Intervention de Anne Cambon-Thomsen

Réunion du mardi 6 novembre 2018 à 16h15
Mission d'information sur la révision de la loi relative à la bioéthique

Anne Cambon-Thomsen, immunogénéticienne, directrice de recherche au CNRS et membre du Groupe européen d'éthique des sciences et des nouvelles technologies auprès de la Commission européenne :

La confiance dans la recherche est un problème général. Débattre et consulter la population sur des sujets donnés est concevable au sein de l'Union européenne. La Commission européenne recueille déjà des statistiques – ce sont les eurobaromètres. Ils sont imparfaits, mais ils traduisent les réponses apportées aux questions posées à un échantillon de la population dans tous les pays de l'Union, ce qui informe sur la perception de différents problèmes qu'ont les citoyens européens. On peut contester la méthodologie, mais on dispose déjà d'outils. Pourquoi, alors, ne pas consulter les citoyens après avoir retravaillé la méthodologie, de manière à rendre les comparaisons possibles dans des domaines variés ?
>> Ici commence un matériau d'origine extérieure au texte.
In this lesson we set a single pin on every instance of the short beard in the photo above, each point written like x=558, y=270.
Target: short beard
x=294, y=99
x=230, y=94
Le plan « France Médecine génomique 2025 » vise à installer une douzaine de plateformes de séquençage génomique à très haut débit, chacune devant réaliser quelque 18 000 séquençages par an, soit environ 200 000 en tout chaque année ; mais ce sera peut-être beaucoup plus dans les années à venir car les développements vont très vite. Nous avons besoin de conseillers en génétique mais aussi de bio-informaticiens interprètes de données génétiques cliniques. Il y a là de nouveaux métiers qui doivent être considérés dans un ensemble harmonieux et concerté : avoir de nombreux conseillers en génétique sans disposer ni de la compétence informatique nécessaire pour conserver et interpréter les données ni des logiciels indispensables créerait un déséquilibre global néfaste. Le plan prévoit par conséquent la formation des praticiens existants et la formation à des métiers naissant en santé génomique.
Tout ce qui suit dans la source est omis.